Boş laf etmek, boşluklara tahammülü olmayan bir toplumda büyük ayıp sayılır. Boşluklara tahammülümüz olmadığını anlamak için şehir merkezlerindeki her boş araziye bir kulübecik olsun yerleştirmeden rahat edemeyenlerin çokluğunu kanıt gösterebilirim. Boş arazisi olmayan balkonunu ‘kapatarak’ boş kalmasını önler, salonunu iyice genişletir. Iyice genişleyen salon ya da mutfak göze boş gözüktüğü için yeni eşyalarla doldurmak, tezgahların üzerini bir kereden fazla kullanılmayacak (ama o kadar para verdik atamayız) bazı mutfak el aletleri ile kaplamak boşluğa dayanamayan toplumumuzun başka marifetleridir. Oysa boş laf olmadan hayat geçmez.

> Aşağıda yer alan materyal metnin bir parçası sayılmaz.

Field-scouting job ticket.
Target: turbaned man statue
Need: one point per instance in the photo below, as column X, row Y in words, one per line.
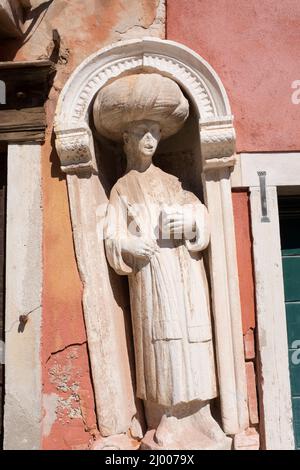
column 155, row 233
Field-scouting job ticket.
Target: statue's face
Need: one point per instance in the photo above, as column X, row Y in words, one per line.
column 142, row 138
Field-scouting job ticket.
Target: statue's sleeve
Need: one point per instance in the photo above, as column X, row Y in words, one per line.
column 201, row 240
column 115, row 230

Konuşurken kurduğumuz bir cümleyi banda kaydetmeyi deneyelim. Kullandığımız kelime ve seslerin yüzde kaçını çıkartırsak mesajımız anlaşılırlığını koruyacak, bir bakmalı. Twitter’daki gibi 144 karakterle kendimizi sınrlamak zorunda değilsek, konuşmamız, cümlelerimiz olması gerekenin yaklaşık 2 katı kelime ya da ses içerir. Bu ‘fazladan’lık olmadığında, örneğin bir konferanstaki konuşmacı kitaptan okur gibi konuştuğunda içimize gelen fenalık hissini analiz ettiğimizde, karşımızdakinin sanki bir makina ya da robot gibi olduğu duygusunu bulabiliriz.
Insanların kendilerine adlarıyla hitap ederek merhaba dediği için tercih ettiği bankamatiklerden bile istediğimiz parayı çıkartıp vermesi dışında selam sabah bekliyorsak, boş lafsız bir dünyanın keyfi sahiden olmayabilir.

1 comment

  1. Bu denli fazladan laf ettiğimizi bilmezdim:) makaleyi tamamlayinca da “iyiki de ediyormusuz” demekten kendimi alamadim. Eline saglik, cok keyfli bir makalecik olmus.